Sky Sabre, the British Army’s ground-based air defence system, is structured around three complementary elements: a surveillance radar, a command node, and an effector. The effector is the Common Anti-Air Modular Missile (CAMM), which the Army cites with a top speed of about 2,300 mph, a mass of 99 kg, and a range clearly beyond Rapier. CAMM uses vertical cold launch and an active radar seeker, giving a wide engagement envelope against fast jets, uncrewed aircraft systems, and guided munitions. The Link 16 data link allows the battery to contribute to and benefit from a Recognised Maritime Picture/Common Operational Picture (RMP/COP) shared with Royal Air Force and Royal Navy nodes.

On the sensor layer, Sky Sabre employs Saab’s Giraffe Agile Multi-Beam (AMB) radar. Giraffe AMB is a 3D C-band, medium-range system with a one-second revisit time and strong resilience to clutter and jamming, attributes relevant in high winds and maritime ducting common in the South Atlantic. The antenna is raised on a mast to improve low-altitude coverage; according to open Army sources and industry documentation, the system is rapidly deployable and delivers engagement-quality tracks to short- and medium-range effectors. In short, it is designed for ground-based air defence (GBAD) units that have to move, re-establish the air picture, and operate under emissions control (EMCON) when required.

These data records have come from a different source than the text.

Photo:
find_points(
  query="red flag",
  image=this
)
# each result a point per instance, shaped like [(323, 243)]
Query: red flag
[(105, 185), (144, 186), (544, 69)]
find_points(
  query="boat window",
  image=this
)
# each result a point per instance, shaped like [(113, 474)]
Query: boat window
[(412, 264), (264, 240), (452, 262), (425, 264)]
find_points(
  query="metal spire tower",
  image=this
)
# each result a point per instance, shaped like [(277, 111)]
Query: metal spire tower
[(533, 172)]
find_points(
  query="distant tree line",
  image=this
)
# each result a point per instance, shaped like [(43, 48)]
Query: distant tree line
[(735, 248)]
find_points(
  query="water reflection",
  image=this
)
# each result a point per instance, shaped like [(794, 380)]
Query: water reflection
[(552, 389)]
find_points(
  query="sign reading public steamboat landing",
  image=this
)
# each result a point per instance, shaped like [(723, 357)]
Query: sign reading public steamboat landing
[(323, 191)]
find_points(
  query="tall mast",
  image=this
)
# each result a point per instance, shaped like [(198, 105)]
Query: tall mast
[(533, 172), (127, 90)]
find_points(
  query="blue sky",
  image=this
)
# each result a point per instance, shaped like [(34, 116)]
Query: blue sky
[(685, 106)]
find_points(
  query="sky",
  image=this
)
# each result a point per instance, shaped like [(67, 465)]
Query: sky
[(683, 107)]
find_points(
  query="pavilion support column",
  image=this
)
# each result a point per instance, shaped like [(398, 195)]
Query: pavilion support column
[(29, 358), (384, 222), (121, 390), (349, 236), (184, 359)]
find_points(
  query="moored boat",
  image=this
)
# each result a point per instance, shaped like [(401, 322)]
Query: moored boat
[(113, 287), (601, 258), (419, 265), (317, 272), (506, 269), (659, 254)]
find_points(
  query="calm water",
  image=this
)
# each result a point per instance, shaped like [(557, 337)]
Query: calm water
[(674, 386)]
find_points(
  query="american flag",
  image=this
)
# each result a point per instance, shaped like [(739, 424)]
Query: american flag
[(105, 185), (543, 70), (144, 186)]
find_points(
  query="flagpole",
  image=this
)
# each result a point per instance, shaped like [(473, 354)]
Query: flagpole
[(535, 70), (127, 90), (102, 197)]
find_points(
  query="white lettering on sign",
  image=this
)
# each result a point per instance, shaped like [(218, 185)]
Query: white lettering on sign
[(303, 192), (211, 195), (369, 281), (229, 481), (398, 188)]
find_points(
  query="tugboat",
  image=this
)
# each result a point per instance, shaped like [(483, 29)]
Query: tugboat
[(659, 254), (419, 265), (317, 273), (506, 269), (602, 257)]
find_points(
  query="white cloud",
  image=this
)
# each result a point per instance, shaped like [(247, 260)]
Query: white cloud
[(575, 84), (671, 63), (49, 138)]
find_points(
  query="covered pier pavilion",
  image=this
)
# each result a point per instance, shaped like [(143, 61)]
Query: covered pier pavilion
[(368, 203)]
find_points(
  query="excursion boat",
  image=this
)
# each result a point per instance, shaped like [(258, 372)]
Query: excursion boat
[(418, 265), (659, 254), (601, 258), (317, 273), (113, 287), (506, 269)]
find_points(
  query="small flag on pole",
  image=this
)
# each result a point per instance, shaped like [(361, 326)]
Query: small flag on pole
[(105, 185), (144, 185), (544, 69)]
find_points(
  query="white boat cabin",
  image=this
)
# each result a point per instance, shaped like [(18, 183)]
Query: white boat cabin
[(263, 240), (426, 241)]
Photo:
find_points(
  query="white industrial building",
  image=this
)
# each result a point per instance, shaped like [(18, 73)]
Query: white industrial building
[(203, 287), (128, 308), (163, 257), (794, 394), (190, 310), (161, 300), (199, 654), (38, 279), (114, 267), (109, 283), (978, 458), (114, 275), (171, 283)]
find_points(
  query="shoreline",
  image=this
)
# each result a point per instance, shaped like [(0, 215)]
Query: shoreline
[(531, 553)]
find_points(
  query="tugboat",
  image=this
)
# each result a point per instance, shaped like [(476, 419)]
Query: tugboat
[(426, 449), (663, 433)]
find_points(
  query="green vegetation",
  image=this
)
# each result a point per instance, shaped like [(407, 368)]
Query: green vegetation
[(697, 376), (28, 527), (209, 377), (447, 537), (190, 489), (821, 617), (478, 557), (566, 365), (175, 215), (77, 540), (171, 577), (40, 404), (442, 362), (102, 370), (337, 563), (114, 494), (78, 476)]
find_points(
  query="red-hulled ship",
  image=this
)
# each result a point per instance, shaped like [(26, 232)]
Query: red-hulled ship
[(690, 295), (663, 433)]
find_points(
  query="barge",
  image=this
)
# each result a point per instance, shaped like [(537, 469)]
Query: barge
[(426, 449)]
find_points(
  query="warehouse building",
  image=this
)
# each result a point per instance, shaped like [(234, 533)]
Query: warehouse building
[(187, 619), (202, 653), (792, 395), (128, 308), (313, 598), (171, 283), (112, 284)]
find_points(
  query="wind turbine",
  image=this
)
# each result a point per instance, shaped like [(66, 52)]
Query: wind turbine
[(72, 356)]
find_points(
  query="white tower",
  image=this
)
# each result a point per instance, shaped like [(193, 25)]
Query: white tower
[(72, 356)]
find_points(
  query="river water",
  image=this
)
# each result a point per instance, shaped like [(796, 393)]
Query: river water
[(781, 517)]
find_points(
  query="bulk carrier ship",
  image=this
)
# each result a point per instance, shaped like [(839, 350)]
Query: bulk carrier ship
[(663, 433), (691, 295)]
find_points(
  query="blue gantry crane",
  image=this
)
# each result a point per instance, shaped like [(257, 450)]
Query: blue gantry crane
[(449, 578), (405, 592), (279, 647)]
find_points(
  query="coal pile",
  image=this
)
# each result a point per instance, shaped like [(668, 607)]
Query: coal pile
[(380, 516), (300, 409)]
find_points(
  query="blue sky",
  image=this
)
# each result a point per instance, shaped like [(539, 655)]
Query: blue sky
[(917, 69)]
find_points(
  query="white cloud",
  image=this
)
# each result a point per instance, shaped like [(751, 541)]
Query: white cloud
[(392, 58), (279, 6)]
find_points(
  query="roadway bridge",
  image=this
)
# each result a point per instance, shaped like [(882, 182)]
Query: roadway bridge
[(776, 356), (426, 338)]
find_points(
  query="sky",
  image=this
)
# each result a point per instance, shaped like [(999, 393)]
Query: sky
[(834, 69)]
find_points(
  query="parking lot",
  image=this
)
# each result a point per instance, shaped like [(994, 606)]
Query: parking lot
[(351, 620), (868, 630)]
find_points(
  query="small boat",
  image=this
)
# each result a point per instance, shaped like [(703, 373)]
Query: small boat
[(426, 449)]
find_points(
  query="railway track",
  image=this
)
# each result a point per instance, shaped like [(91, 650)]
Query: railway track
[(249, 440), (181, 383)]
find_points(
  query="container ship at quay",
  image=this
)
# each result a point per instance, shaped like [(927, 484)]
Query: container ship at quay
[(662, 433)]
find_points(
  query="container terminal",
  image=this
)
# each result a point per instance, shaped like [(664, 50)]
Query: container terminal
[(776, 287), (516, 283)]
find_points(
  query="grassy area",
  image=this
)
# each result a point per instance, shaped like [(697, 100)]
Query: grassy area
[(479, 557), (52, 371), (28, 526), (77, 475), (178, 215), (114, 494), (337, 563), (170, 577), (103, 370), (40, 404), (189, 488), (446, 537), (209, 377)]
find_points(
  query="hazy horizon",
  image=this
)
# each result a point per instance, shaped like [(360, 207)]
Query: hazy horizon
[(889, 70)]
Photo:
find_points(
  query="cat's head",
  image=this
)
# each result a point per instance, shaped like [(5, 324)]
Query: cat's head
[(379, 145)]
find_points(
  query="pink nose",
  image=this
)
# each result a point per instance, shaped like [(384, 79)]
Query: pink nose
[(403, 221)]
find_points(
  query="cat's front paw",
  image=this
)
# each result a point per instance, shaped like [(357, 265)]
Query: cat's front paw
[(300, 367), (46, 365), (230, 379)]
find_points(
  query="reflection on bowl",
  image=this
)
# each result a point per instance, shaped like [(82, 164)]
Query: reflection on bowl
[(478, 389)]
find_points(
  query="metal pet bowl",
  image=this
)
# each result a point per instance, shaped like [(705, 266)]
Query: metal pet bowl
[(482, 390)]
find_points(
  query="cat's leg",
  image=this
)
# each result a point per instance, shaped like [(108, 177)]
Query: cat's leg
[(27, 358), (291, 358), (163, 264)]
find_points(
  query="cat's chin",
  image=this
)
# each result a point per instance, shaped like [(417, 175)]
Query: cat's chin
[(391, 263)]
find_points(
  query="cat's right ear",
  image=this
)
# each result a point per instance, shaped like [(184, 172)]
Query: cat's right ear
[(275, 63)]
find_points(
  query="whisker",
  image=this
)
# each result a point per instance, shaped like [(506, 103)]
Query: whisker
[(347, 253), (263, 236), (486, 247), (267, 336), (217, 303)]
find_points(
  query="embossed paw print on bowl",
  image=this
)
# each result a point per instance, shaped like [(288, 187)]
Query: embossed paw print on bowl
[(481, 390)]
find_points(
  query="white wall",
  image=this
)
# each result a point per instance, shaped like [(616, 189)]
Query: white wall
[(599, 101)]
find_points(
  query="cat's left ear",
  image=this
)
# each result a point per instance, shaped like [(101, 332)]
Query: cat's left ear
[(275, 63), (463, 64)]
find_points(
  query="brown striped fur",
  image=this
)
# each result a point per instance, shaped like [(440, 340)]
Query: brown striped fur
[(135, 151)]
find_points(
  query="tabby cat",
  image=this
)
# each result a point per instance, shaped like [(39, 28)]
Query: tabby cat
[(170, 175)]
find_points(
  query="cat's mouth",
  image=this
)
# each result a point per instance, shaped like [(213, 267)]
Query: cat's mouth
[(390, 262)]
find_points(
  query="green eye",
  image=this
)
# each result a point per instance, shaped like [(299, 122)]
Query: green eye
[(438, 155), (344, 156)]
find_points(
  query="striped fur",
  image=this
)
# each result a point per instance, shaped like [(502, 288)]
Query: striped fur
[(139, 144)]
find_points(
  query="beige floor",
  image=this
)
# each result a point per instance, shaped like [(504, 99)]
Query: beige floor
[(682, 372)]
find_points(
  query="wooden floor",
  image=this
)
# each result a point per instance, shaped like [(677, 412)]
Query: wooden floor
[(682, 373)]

The presence of Typhoons in the Falklands adds a second interception layer and a means to validate joint procedures. Co-training with the fighters matters because Link 16 connectivity enables the resident battery to ingest and disseminate tracks smoothly in a mixed-service environment. Interoperability is a working method rather than a slogan: it is how the detachment maintains a continuous air picture against UAS, fast aircraft, and stand-off weapons, then assigns the appropriate shooter at the right time. In Ex KOP SHIELD, 7 Air Defence Group and its Counter–Uncrewed Aerial System Training Team feature as the core of this process; at this first reappearance of the acronym, ground-based air defence (GBAD) frames unit actions and coordination under EMCON, emissions control (EMCON).

The exercise focuses on compressing timelines and disciplined electromagnetic practice. BlueBear’s target system, pushed well beyond its usual radius, forces the battery to build the RMP/COP early and maintain it as geometry evolves. Giraffe AMB’s one-second revisit supports track quality on small, low-observable targets, while CAMM’s active seeker and cold vertical launch reduce launch signatures and broaden the engagement basket for short-notice shots. Under EMCON, the battery can still share and receive data over Link 16, sustaining the Common Operational Picture without continuous emissions. In practical terms, the detachment demonstrates that it can move, reconnect, and fire quickly in harsh weather, far from its resupply chains, which is the central requirement for an overseas garrison.

The United Kingdom’s integrated air defence posture relies on layered sensors and effectors connected to NATO Integrated Air and Missile Defence architectures. Exercises such as Ex KOP SHIELD go beyond crew warm-ups; they verify that a compact detachment fits into alliance networks and can operate jointly when necessary. In the South Atlantic, where sovereignty issues remain sensitive and regional balances evolve, keeping Sky Sabre and Typhoon crews current, with credible surrogate threats and extended training profiles, serves as discreet deterrence. The message is straightforward: London intends to retain a professional, connected, and ready garrison at the edge of its extended perimeter, while European partners, led by Saab, continue to invest in the defence industrial and technological base (BITD) that sustains this routine.